The show is called “Art in the Streets,” not to be confused with “Born in the Streets,” recently staged by the Cartier Foundation in Paris. Deitch says the MOCA endeavor will be bigger, broader and more historical in sweep. “A show at this level has never been done anywhere.”
The choice of subject is no surprise to anyone who knows Deitch. Since the 1970s, he has supported New York artists like Lee Quinones, Futura, Fab 5 Freddy, Jean-Michel Basquiat and Keith Haring. More recently, Deitch Projects, his former gallery, showed the work of California anti-heroes Barry McGee and Shepard Fairey.
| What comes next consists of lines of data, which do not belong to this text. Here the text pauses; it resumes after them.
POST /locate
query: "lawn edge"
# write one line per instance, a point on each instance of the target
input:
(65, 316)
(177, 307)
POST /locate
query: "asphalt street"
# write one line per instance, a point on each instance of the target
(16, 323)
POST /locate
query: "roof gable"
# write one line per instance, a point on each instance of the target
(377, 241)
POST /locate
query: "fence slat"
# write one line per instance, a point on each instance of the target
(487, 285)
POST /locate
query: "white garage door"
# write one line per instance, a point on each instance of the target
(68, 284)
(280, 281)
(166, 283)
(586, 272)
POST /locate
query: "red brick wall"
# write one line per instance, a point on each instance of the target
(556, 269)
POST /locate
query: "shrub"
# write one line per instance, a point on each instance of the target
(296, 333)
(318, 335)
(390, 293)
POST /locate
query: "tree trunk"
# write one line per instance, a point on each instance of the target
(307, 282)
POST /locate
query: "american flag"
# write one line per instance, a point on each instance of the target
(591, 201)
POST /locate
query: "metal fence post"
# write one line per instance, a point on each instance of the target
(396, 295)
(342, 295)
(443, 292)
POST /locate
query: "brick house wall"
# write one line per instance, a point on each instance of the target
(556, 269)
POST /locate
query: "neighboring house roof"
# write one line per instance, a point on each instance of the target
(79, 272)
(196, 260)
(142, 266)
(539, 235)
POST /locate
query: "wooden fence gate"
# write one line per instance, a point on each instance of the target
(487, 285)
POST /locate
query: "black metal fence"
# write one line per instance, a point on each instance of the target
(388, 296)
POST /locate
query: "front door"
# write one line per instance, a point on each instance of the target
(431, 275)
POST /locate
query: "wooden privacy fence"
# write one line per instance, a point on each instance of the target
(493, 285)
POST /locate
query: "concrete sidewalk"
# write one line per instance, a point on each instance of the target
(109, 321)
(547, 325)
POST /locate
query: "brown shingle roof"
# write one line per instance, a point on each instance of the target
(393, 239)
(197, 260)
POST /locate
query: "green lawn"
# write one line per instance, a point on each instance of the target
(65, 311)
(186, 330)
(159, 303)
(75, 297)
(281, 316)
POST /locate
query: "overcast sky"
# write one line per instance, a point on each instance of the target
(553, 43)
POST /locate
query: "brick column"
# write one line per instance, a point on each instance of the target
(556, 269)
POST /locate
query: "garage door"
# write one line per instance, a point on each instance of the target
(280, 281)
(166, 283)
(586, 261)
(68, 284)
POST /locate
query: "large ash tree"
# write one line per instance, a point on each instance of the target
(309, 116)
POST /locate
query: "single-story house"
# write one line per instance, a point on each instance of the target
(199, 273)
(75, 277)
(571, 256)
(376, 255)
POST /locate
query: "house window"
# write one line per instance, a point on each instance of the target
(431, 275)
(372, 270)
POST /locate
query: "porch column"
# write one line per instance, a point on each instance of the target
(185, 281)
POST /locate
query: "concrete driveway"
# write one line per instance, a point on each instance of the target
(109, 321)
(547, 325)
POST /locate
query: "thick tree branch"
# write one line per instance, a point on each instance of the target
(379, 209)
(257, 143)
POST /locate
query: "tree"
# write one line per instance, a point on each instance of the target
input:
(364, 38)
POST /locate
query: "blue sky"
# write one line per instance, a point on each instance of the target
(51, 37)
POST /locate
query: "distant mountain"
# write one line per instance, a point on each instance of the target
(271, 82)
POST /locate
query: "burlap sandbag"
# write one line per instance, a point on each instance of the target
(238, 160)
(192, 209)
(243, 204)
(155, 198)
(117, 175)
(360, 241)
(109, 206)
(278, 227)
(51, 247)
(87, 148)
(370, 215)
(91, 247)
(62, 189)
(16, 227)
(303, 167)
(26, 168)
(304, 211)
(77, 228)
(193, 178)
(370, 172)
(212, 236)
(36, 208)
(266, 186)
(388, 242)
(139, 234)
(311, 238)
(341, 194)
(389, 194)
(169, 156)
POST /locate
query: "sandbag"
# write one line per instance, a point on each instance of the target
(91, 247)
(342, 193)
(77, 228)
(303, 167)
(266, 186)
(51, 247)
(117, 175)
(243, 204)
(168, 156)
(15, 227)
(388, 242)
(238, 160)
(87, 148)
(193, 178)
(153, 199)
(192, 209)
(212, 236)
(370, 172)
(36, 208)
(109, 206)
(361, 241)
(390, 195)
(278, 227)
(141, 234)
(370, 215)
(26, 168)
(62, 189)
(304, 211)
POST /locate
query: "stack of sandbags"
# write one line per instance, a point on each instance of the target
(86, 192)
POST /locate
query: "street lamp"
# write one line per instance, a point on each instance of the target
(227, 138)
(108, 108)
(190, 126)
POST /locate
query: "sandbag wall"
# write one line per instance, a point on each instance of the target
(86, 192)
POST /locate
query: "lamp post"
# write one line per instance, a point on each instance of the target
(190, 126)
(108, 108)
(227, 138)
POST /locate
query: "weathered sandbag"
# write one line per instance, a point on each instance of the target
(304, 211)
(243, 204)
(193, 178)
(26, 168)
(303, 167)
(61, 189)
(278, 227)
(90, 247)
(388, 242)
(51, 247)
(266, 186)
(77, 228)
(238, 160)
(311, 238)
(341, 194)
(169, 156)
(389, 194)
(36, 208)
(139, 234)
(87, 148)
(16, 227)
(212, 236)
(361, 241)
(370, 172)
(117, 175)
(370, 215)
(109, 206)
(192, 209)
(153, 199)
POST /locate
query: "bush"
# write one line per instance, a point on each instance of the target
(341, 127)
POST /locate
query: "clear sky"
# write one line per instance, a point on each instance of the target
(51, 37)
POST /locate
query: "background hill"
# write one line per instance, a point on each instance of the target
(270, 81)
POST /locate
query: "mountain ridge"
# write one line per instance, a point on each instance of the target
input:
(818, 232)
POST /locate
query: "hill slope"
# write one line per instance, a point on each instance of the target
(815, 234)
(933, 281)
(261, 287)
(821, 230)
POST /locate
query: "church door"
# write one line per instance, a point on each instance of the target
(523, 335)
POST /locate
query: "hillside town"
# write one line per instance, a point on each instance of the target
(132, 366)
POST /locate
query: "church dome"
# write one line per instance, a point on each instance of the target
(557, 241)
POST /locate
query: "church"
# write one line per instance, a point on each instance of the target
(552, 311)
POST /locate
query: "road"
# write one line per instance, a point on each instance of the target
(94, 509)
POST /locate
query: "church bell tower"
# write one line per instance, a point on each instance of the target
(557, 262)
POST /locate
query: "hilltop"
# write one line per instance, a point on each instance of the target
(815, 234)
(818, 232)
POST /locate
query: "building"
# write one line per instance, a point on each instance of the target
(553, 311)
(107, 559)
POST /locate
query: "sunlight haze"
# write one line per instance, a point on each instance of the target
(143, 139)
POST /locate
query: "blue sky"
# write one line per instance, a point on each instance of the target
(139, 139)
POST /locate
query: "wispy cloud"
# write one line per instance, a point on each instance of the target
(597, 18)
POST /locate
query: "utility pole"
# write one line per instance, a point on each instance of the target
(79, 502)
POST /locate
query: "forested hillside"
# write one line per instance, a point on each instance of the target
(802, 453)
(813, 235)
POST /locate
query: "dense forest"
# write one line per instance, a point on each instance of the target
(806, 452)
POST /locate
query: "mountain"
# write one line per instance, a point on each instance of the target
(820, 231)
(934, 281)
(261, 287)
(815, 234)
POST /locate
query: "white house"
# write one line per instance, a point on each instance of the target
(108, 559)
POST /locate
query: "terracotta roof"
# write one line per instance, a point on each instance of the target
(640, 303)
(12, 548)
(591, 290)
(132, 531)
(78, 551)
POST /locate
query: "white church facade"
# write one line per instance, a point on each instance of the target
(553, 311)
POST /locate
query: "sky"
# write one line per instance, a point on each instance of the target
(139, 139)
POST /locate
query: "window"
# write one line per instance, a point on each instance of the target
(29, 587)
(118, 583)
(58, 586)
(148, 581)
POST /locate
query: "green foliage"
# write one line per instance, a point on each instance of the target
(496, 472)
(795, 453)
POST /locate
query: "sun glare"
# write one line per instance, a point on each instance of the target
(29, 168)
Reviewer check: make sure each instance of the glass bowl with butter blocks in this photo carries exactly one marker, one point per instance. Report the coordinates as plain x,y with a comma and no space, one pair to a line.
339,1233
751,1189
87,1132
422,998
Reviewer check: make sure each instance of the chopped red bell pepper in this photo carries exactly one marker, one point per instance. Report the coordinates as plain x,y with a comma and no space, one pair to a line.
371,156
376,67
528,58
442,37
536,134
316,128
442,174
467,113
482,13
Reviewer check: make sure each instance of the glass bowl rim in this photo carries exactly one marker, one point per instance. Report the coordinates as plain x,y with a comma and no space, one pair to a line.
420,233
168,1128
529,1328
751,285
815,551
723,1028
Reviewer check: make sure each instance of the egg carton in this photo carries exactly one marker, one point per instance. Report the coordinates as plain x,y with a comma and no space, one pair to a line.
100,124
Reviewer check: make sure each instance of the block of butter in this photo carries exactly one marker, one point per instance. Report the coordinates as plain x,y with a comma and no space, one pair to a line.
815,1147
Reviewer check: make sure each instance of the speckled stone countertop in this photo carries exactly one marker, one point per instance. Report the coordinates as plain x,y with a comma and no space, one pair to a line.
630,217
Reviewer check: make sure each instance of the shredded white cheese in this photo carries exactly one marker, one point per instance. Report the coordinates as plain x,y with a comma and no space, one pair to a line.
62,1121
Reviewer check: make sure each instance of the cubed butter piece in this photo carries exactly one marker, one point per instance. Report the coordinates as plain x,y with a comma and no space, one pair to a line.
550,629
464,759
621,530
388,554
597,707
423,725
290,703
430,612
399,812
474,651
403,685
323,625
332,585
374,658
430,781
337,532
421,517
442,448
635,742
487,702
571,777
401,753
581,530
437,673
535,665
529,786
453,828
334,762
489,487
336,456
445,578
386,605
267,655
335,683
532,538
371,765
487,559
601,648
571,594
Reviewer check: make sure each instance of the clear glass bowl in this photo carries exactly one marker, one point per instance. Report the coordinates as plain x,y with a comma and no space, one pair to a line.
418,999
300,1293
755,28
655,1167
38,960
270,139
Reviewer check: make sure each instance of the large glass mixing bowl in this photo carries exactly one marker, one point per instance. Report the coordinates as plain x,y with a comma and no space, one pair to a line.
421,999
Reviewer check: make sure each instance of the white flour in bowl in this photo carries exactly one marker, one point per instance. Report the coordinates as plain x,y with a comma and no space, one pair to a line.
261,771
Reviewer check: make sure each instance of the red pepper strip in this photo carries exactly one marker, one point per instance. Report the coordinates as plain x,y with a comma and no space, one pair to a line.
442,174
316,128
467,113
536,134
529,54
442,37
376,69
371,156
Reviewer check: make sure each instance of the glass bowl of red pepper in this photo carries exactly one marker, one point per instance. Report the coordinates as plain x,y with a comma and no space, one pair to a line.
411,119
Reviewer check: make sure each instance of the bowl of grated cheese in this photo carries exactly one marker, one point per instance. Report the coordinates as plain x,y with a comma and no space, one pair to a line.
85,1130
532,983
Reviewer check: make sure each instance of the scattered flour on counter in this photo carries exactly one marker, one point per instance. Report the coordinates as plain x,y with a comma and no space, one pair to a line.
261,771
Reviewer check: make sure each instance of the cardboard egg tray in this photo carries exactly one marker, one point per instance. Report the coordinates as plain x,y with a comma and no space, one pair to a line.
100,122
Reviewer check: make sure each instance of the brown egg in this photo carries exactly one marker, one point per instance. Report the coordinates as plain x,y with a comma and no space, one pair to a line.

The MOCA show will cover the 1970s through the present, including international street-art stars such as Banksy from London and Space Invader from Paris. (“Banksy is very excited about the show,” says Deitch. How does he know, considering Banksy’s notoriously elusive nature? “We communicate through his assistant Holly.”)
But also expect a substantial focus on Los Angeles: the legacy of cholo graffiti in the 1970s, the
— Jori Finkel
Image: Mister Cartoon’s Ice Cream Truck, 2004, photo by Eriberto Oriol.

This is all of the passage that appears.